Day 10 — corporate social responsibility

Tom Taborn
2 min readSep 1, 2020

Microsoft is a company that’s often praised for its corporate social responsibility. It has already committed to net zero waste by 2030, and the elimination of single use plastics by 2025. Both of these steps should go a long way to reducing its carbon footprint and therefore massively benefit the planet. As one of the planet’s biggest and most powerful corporations Microsoft has a duty to give back to the civilisations that allowed it to exist, and this is one of the many ways it does so, benefiting us all.

Microsoft hasn’t just made promises, its also kept incredibly strong commitments like being entirely carbon neutral since 2012 which again does a lot to help with global warming. This shows that corporate social responsibility isn’t just all talk, and can have measurable positive impacts.

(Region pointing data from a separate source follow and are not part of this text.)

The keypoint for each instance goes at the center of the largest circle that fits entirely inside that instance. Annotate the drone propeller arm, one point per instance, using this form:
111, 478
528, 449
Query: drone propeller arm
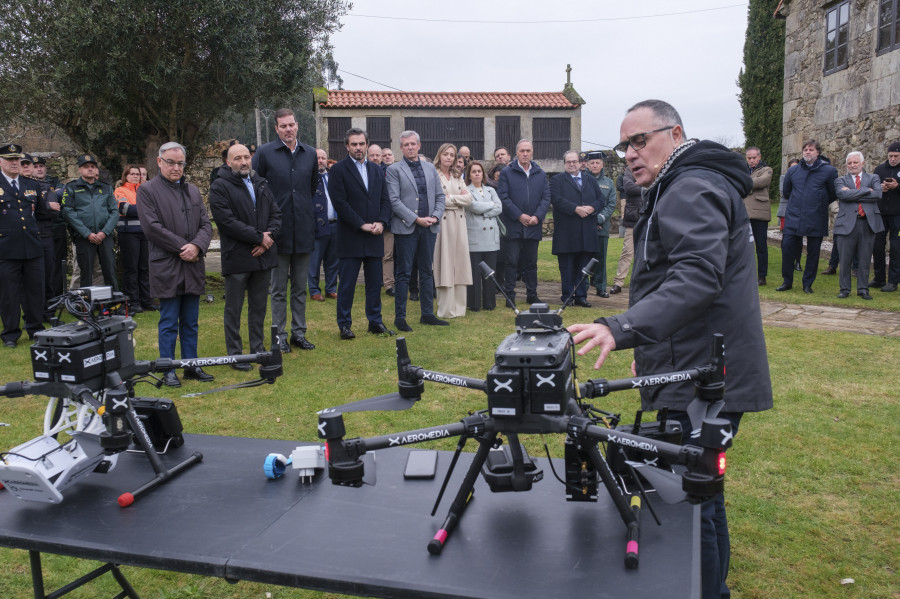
269, 361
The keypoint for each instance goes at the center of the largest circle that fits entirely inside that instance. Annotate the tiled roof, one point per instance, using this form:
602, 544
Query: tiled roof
363, 99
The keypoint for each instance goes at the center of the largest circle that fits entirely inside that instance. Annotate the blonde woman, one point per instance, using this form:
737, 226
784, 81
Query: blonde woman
452, 271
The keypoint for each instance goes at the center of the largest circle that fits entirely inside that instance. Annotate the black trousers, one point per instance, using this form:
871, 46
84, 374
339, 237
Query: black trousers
759, 228
135, 268
21, 293
86, 252
525, 250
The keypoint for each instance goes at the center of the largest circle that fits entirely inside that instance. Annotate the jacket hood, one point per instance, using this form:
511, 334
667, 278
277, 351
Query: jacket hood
715, 157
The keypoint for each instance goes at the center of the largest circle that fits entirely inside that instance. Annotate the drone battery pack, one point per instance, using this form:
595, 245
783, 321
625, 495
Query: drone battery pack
670, 433
499, 468
421, 464
80, 354
160, 418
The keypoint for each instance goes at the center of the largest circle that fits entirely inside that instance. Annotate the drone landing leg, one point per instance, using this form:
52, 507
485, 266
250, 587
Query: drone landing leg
463, 496
163, 474
629, 515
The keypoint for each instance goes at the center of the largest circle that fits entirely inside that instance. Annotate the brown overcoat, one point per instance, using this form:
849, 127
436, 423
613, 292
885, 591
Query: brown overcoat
172, 215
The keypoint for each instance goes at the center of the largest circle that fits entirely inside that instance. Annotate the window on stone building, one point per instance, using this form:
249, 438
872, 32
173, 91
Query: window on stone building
837, 37
337, 128
888, 26
552, 137
462, 131
379, 130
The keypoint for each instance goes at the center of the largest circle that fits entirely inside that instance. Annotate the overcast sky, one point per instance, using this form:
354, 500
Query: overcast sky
687, 53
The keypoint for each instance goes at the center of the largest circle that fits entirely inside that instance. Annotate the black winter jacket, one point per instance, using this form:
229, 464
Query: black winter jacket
695, 275
241, 224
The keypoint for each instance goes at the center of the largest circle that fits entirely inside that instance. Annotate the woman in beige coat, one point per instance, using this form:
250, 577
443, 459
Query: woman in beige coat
452, 271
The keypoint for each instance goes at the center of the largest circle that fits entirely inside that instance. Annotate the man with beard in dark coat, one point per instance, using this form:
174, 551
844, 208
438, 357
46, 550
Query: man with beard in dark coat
248, 220
694, 276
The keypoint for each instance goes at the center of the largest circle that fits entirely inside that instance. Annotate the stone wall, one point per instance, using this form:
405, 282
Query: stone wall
857, 108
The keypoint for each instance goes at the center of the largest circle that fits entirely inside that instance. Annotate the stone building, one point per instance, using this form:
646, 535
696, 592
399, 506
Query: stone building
482, 121
841, 77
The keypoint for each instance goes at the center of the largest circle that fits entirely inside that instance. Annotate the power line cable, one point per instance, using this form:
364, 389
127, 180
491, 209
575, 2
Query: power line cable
545, 21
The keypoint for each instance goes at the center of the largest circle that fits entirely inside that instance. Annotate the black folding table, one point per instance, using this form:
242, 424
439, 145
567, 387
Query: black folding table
223, 518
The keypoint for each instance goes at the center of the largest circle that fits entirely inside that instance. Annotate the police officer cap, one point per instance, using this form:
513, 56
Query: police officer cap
11, 151
86, 158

However, corporate social responsibility is imperfect and claims made by companies are almost always for PR reasons and not out of a genuine desire for positive change. This doesn’t always mean that their changes are meaningless, as shown in the carbon neutrality, but it does mean that they’re prone to do the minimum possible to get the good publicity and no more. Since these are publicly traded companies they actually have a legal obligation to prioritise profit and so CSR programs must be carefully watched.

Overall, companies like Microsoft have made great progress on a lot of fronts, especially environmental ones, but we always have to keep possible deception in mind due to the internal structures and incentives of these companies and the entirety of Corporate Social Responsibility as a whole.